Dans les Vosges, Lucart France a réalisé 93 millions d’euros de chiffre d’affaires en 2021, pour un effectif de 340 personnes, et 2022 devrait rester comme une année correcte. "En termes de volumes", prévient Alessandro Pasquini. "Parce qu’en termes de marges… Aujourd’hui, ce n’est pas un problème d’activité, mais un problème de marges. La complexité vient surtout de l’effet de décalage entre des augmentations très fortes et immédiates des prix de l’énergie ainsi que des matières premières, et les nécessaires et indispensables répercussions sur les prix de vente. "

Une nécessité de répercuter les hausses sur les prix de vente

Avec un prix du gaz multiplié par cinq, "voire au-delà", d’après le président de Lucart France, et une matière première qui a doublé "en moins d’un an", le danger pour la papeterie vosgienne est de produire à perte. Au-delà des optimisations des process de l’usine, la situation a poussé l’équipe de Lucart à renégocier avec ses clients pour passer des hausses de tarifs. "Compte tenu de la structure de coût de notre industrie papetière, vous pouvez inventer tout ce que vous voulez, mais il y a une nécessité de répercuter tout cela dans les prix de vente", se désole Alessandro Pasquini.

Alessandro Pasquini, président de Lucart France.
Alessandro Pasquini, président de Lucart France. - Photo : Giorgio Leone

Si les négociations ne sont pas présentées comme "simples" par le dirigeant italien, "la compréhension est là. Les impacts sont tellement évidents que la prise de conscience est là. Ensuite, comme dans chaque négociation, il y a le jeu de chaque partie.
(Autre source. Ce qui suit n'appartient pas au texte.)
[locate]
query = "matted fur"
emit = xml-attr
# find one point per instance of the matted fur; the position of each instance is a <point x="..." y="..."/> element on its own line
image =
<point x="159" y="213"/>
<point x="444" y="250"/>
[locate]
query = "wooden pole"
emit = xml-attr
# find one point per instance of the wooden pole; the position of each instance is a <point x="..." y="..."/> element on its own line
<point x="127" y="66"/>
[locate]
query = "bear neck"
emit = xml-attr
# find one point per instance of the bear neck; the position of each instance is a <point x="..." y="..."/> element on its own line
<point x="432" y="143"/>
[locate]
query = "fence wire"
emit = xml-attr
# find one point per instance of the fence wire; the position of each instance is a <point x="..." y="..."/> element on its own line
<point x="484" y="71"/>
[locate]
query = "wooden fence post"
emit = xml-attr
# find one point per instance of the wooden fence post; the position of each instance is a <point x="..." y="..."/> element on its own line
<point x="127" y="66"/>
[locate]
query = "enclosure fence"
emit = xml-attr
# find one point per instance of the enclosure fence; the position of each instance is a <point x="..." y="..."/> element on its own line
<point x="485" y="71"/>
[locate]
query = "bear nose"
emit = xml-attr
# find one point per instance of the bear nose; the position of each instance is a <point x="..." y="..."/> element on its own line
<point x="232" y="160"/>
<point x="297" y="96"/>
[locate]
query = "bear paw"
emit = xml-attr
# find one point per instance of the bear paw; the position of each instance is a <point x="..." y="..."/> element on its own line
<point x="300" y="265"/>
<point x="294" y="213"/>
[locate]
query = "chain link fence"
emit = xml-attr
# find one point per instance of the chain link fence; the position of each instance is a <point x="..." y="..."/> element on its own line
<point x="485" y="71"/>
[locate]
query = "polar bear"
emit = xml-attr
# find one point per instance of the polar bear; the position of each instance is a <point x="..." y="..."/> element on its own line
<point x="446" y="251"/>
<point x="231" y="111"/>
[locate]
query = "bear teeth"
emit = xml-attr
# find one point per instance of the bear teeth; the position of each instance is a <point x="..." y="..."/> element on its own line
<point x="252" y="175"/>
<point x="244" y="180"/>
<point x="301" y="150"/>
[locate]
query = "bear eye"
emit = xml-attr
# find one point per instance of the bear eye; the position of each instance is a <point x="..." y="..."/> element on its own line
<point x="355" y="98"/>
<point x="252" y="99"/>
Mais les faits objectifs justifient notre demande".

Ce contexte de marché délicat vient aussi bousculer le plan d’investissement lancé par Lucart France dans les Vosges. Nouveau centre logistique, nouvelle machine à papier, nouvelles lignes de transformation et nouvelle chaudière biomasse : l’industriel va investir 80 millions d’euros à Laval-sur-Vologne. Mais le contexte "met beaucoup de pression sur tous les projets d’investissement et nous pousse à faire les choses correctement, sans prendre de risques excessifs", estime Alessandro Pasquini.

Une chaudière utilisant des déchets du bois

Si certains "sous-projets" de ce vaste chantier seront "décalés et réajustés" par rapport à l’évolution du marché, le président de Lucart France confirme son intention de transformer le site vosgien. L’installation de la chaudière biomasse est primordiale parce que cela aura un impact direct sur les coûts de l’énergie", précise le dirigeant. Lucart France va en effet mettre en service une nouvelle chaudière biomasse d’une puissance de 7,5 mégawatts, pour un investissement d’environ 6 millions d’euros.

"À terme, la biomasse va fournir la majorité du besoin thermique en vapeur", détaille le président de Lucart France. Un chantier qui va permettre au site de réduire ces émissions de 12 000 tonnes de CO2, pour un total actuel de 20 000 tonnes de CO2 émis, mais surtout réduire la dépendance de l’usine au gaz : cette nouvelle chaudière va brûler de la "plaquette forestière, un sous-produit de l’industrie du bois, dont les circuits d’approvisionnement, dans un département comme les Vosges, sont assez proches et ne posent aucun problème".

Une décision stratégique dont se félicite aujourd’hui Alessandro Pasquini : "Notre hypothèse, c’est que les prix de l’énergie vont rester soutenus encore pour plusieurs années. Revenir aux prix que nous avons connus au cours des 4 ou 5 dernières années, ça va être difficile… Il faut donc s’adapter et nous étions déjà sur une dynamique de changement de technologie énergétique, pour aller vers la décarbonation de nos activités".